Information provided by the Bureau of Land Management
The Bureau of Land Management has completed repairs to Clear Creek Road in the Serpentine Area of Critical Environmental Concern allowing visitors to receive permits online and enter the area in San Benito County. The full order rescinding the closure can be found on the website.
“We are excited to welcome the public back to the area for the first time in 2023 and remind visitors to recreate responsibly by staying on designated routes and by practicing leave no trace ethics on public lands,” said Central Coast Field Manager Zachary Ormsby.
Crews completed repairs to culverts and stream crossings on Clear Creek Road and maintenance work along the entire public touring route network in the Serpentine Area of Critical Environmental Concern; they also repaired the many stream crossings and culverts that were washed away during the winter storms. The completed work included a complete regrading of the total length of Clear Creek Road, which had experienced significant erosion from Clear Creek overflowing and washing out the road surface. Crews also surveyed the entire public route network and completed repairs and regrading, where needed.
Visitors can go online to recreation.gov to access permits for entering the Clear Creek Management Area and the Serpentine Area of Critical Environmental Concern.

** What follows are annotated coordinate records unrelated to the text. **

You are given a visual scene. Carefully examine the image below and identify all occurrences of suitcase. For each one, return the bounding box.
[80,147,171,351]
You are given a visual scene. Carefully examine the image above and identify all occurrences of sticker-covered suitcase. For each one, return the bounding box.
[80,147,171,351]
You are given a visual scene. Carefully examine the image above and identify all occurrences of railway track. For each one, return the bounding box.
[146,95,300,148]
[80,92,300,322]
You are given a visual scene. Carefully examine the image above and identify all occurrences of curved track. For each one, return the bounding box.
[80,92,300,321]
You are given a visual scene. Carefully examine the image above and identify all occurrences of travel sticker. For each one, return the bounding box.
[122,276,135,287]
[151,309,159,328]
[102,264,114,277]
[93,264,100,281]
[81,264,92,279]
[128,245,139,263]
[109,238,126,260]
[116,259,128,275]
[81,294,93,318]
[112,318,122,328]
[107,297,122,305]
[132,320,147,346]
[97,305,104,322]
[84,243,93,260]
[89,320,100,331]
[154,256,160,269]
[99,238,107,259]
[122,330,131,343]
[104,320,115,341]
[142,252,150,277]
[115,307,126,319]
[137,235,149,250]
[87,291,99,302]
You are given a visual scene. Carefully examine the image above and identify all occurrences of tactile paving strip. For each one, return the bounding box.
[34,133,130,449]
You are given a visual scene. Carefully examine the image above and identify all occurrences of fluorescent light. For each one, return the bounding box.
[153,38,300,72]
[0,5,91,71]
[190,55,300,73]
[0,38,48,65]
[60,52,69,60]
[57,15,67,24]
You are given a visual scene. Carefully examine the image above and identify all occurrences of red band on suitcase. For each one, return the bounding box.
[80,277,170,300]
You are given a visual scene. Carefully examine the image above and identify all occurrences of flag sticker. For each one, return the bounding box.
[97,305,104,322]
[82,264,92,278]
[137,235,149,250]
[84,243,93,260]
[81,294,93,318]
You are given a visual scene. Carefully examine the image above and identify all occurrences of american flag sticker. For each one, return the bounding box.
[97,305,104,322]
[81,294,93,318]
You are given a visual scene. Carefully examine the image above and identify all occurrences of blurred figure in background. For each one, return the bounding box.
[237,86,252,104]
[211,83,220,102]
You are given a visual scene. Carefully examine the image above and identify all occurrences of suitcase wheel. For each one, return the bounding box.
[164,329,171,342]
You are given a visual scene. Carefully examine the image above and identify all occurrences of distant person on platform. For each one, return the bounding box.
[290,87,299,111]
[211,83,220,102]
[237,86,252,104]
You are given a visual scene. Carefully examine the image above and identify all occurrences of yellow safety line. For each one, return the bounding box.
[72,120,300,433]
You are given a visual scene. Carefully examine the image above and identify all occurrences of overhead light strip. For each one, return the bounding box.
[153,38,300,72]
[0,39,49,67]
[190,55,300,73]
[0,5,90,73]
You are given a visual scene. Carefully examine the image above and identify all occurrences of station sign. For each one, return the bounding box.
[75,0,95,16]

All visitors are required to have their own permit, regardless of age, and the permit must be always in the holder’s name and on them. Please note some visitors will need multiple permits to access areas within the Clear Creek Management Area. An individual is allowed a total of five permits per calendar year.
The Serpentine Area of Critical Environmental Concern permit is free, available for advanced reservations and allows the visitor access to the Serpentine Area of Critical Environmental Concern within the Clear Creek Management Area for the duration of one day.
Recreate Responsibly and Pack It In – Pack It Out: Practice Leave No Trace ethics, while recreating on public lands by packing out all your trash. Illegal dumping of waste is a public safety hazard and dangerous to wildlife.
Clear Creek Management Area encompasses approximately 75,000 acres, of which 63,000 acres are public lands managed by the Central Coast Field Office. Topography is rugged with elevations ranging from 2,600 feet at Oak Flat Campground to 5,241 feet on San Benito Mountain. Recreational opportunities include hunting, camping, hobby gem/mineral collecting, mountain biking, horseback riding, hiking/backpacking, and sightseeing. There are two developed campgrounds in the Clear Creek Management Area, Oak Flat and Jade Mill, both with picnic tables, shade structures, fire rings, and vault toilets.